Saya terus teringat bagaimana crypto awalnya diam-diam mengubah apa arti "kepercayaan".

Sebelum Bitcoin, kepercayaan sebagian besar berasal dari bank-bank institusional, perantara, dan perjanjian hukum. Bitcoin tidak membuat orang menjadi lebih jujur; itu membuat kejujuran dapat diverifikasi melalui perilaku. Proof-of-work menjadi sistem reputasi yang kasar tetapi efektif: bukan tentang siapa yang mengklaim mereka dapat diandalkan, tetapi siapa yang terus-menerus membuktikannya di bawah biaya.

Apa yang muncul di sekitar $OPEN terasa seperti pergeseran serupa, kecuali objek yang diukur tidak lagi berupa modal tetapi hasil kecerdasan.

Saat ini, sebagian besar sistem AI dievaluasi seperti mesin terisolasi: skor benchmark, ukuran model, latensi.

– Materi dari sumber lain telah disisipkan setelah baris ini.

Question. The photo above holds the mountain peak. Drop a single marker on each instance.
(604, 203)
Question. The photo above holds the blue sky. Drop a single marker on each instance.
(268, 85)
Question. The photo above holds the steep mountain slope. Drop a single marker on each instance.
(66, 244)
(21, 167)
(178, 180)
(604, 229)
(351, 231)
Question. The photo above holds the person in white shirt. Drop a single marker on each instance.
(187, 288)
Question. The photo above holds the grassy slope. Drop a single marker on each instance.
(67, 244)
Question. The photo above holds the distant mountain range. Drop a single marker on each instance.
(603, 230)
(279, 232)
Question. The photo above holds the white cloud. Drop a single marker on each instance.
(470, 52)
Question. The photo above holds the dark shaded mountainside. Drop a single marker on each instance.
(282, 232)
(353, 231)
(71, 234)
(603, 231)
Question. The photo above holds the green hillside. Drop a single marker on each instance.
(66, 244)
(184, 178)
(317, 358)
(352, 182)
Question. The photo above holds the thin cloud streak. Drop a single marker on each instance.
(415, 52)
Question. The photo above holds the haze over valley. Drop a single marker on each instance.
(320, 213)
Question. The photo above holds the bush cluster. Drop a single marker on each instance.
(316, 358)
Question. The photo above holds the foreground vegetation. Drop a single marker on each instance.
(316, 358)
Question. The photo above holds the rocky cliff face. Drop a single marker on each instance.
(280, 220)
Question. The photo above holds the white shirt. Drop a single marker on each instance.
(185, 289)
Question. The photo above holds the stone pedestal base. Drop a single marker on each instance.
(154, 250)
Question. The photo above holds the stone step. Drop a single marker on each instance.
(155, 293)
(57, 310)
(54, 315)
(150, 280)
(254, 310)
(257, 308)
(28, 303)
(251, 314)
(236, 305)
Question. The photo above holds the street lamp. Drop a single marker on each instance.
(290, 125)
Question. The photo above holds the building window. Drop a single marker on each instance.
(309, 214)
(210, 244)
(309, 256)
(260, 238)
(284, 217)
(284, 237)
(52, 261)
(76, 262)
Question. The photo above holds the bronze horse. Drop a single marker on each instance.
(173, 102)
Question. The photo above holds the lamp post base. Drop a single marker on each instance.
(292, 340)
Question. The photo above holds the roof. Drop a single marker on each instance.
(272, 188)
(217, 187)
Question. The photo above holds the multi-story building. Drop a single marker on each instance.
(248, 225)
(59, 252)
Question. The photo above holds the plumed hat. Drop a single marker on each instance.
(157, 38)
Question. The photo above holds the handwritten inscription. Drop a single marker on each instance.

Tapi itu mengabaikan lapisan yang lebih penting yang terbentuk di bawah bagaimana output berperilaku seiring waktu. Apakah mereka dinilai dengan benar, digunakan kembali secara andal, diperbaiki saat salah, dan konsisten di berbagai konteks.

Itu mulai menyerupai grafik reputasi lebih dari sekadar papan peringkat kecerdasan.

Dalam kerangka itu, sistem AI tidak lagi dinilai hanya berdasarkan kemampuan dan mulai dibobot berdasarkan perilaku yang teramati: keandalan di bawah pengulangan, jejak klaim, dan seberapa sering output bertahan dalam kontak dengan penggunaan nyata tanpa penurunan.

Ini mengingatkan saya pada bagaimana crypto awal berhenti peduli tentang "siapa yang memiliki database terbaik" dan mulai peduli tentang "siapa yang dapat mempertahankan keadaan yang dapat diverifikasi tanpa merusak konsensus."

Jika pola itu bertahan, kecerdasan menjadi murah. Reputasi menjadi langka.

Dan $OPEN berada lebih dekat ke lapisan kelangkaan itu daripada lapisan kecerdasan itu sendiri.